High-performance audio analysis library for Python, written in Rust.

Feature extraction, batch analysis, and built-in perceptual features (energy, danceability, valence, key, chords) for playlist generation and music discovery.

sonara — from Latin sonare, "to sound, to resonate"

Quick Start

pip install sonara

One call gets you 30+ features — tempo, key, chords, energy, mood, timbre — in ~4 ms per 10-second track:

import sonara

r = sonara.analyze_file("track.mp3", mode="playlist")
r.print()
# TrackAnalysis  (3:42)
#
#   Rhythm
#     BPM            128.3
#     Beats          475
#     Onset density  3.21/sec
#
#   Tonal
#     Key                A minor  (conf 0.81)
#     Predominant chord  Am
#     Chord changes      1.42/sec
#     Dissonance         0.183
#
#   Perceptual
#     Energy         0.78
#     Danceability   0.71
#     Valence        0.42
#     Acousticness   0.12
#     Loudness       -9.2 LUFS
#     Dynamic range  12.4 dB

The result is a plain dict subclass — r['bpm'], **r, and json.dumps(r) all work as expected.

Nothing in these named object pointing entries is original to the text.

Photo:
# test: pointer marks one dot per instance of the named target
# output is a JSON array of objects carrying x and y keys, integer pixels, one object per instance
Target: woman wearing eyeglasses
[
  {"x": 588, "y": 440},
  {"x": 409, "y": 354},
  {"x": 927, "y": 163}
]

Scale to your whole library in parallel across all CPU cores:

from pathlib import Path

files = [str(p) for p in Path("~/Music").expanduser().rglob("*.mp3")]
results = sonara.analyze_batch(files, mode="playlist")

Pre-built wheels for Linux, macOS (Intel & Apple Silicon), and Windows. Requires Python 3.9+.

Analysis Pipeline

sonara includes a fused analysis pipeline that extracts all features in a single optimized pass. Three modes control the depth of analysis:

Modes

Mode Features Time (10s track) Use case
compact 11 core features ~1.2 ms Fast scanning, metadata
playlist 30+ features incl. tonal & perceptual ~4 ms Playlist generation, music discovery
full All features incl. time signature ~50 ms Research, comprehensive analysis

Compact mode (default)

Core signal features, always computed:

r = sonara.analyze_file("track.mp3", mode="compact")

r['bpm']                    # Tempo (BPM)
r['beats']                  # Beat frame positions
r['onset_frames']           # Onset positions
r['onset_density']          # Onsets per second
r['rms_mean']               # Average loudness (RMS)
r['rms_max']                # Peak loudness (RMS)
r['loudness_lufs']          # Integrated loudness (LUFS, ITU-R BS.1770-4)
r['dynamic_range_db']       # Loudness range (p95 - p5, dB)
r['spectral_centroid_mean'] # Brightness (Hz)
r['zero_crossing_rate']     # Percussiveness proxy
r['duration_sec']           # Track length

Playlist mode

Everything for playlist generation: spectral features, MFCCs (timbre fingerprint), chroma (harmony), tonal analysis (chords, dissonance), plus perceptual features:

r = sonara.analyze_file("track.mp3", mode="playlist")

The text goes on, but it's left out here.